THE 28th Ordinary Session of the Assembly of Heads of State and Government of the African Union (AU) officially opened here yesterday with a call on African leaders to invest in youth to guarantee the future of the continent.
And Guinean President Alpha Conde has taken over as the new AU chairperson, taking over from Chad President Idris Deby, who has served the one-year tenure.
President Lungu was among heads of State and Government who attended the official opening of the continental assembly dubbed: ‘Harnessing the demographic dividend through investments in youth’.
Speaking before handing over the AU chairmanship, Mr Deby urged the continental body to develop yardsticks of what partners will be adding to the Agenda 2063.
Mr Deby said Africa requires more integration by introducing the African passport to ensure free movement on the continent.
He also said it is necessary to operationalise the African stand-by force to intervene in conflicts in some countries on the continent.
Mr Deby welcomed discussions the AU held with the United Nations (UN) on peace and security and commended the new UN Secretary General Antonio Guterres for understanding the concerns of the AU.
He said the AU considers Mr Guterres as a sincere and committed friend who is ready to offer a helping hand.
“We also welcome efforts to end terrorism and radicalism in Africa,” he said.
He called on leaders to continue demonstrating pan-Africanism to the people and inspire hope.
“We should keep that flame that was lit by our founding and forefathers in 1963 when the organisation was founded,” he said.
And outgoing AU Commission chairperson Nkosazana Dlamini-Zuma earlier acknowledged President Lungu as one of the recently re-elected heads of State attending the summit.
“The people of Zambia and all Africans want you to work hard to uplift them to strengthen peace and to raise the dignity and wealth of Zambia and Africa,” Mrs Zuma said apparently in Bemba language before translating into English.
Dr Zuma said there is need for African leaders to commit to youth and secure the continent’s future because it has over 200 million young people aged between 15 and 24 and that by 2025, a quarter of the world’s youth will be African.
“As the rest of the world ages, Africa will remain a young continent.
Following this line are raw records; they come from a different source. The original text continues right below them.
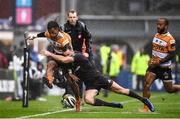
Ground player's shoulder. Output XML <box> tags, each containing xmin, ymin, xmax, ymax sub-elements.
<box><xmin>167</xmin><ymin>32</ymin><xmax>175</xmax><ymax>40</ymax></box>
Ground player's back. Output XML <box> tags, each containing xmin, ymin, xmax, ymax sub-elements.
<box><xmin>152</xmin><ymin>32</ymin><xmax>175</xmax><ymax>66</ymax></box>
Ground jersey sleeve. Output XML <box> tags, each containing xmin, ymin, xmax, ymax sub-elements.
<box><xmin>37</xmin><ymin>32</ymin><xmax>46</xmax><ymax>37</ymax></box>
<box><xmin>168</xmin><ymin>38</ymin><xmax>176</xmax><ymax>52</ymax></box>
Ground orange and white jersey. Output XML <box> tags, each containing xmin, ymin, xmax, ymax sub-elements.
<box><xmin>152</xmin><ymin>32</ymin><xmax>176</xmax><ymax>66</ymax></box>
<box><xmin>45</xmin><ymin>32</ymin><xmax>72</xmax><ymax>54</ymax></box>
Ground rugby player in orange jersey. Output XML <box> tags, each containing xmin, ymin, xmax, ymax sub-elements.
<box><xmin>27</xmin><ymin>21</ymin><xmax>81</xmax><ymax>112</ymax></box>
<box><xmin>41</xmin><ymin>50</ymin><xmax>155</xmax><ymax>112</ymax></box>
<box><xmin>142</xmin><ymin>18</ymin><xmax>180</xmax><ymax>112</ymax></box>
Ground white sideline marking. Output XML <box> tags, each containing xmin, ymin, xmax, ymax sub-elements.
<box><xmin>17</xmin><ymin>95</ymin><xmax>163</xmax><ymax>119</ymax></box>
<box><xmin>17</xmin><ymin>109</ymin><xmax>74</xmax><ymax>119</ymax></box>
This is a comparative advantage we have, which must be translated into a demographic dividend,” she said.
And Mr Guterres commended African countries for being generous to host refugees and pledged to work closely with the AU to support its initiatives.
“I also look forward to working with you in empowering women because I believe that if you empower women, you empower the world,” he said.
President Lungu participated in the Southern African Development Community (SADC) heads of State consultative caucus on the sidelines of the assembly, which closes today.
The meeting was called to, among others, consult on the AUC elections for chairperson and commissioner positions.
Meanwhile, a prayer meeting was earlier conducted to pray for God’s guidance and wisdom among African leaders as they deliberate issues affecting the continent during the AU session.
Prayer meeting patron and former Nigerian President Olusegun Obasanjo read scripture from James 5:13 and called upon leaders to develop a culture of prayer before the summit among other endeavours.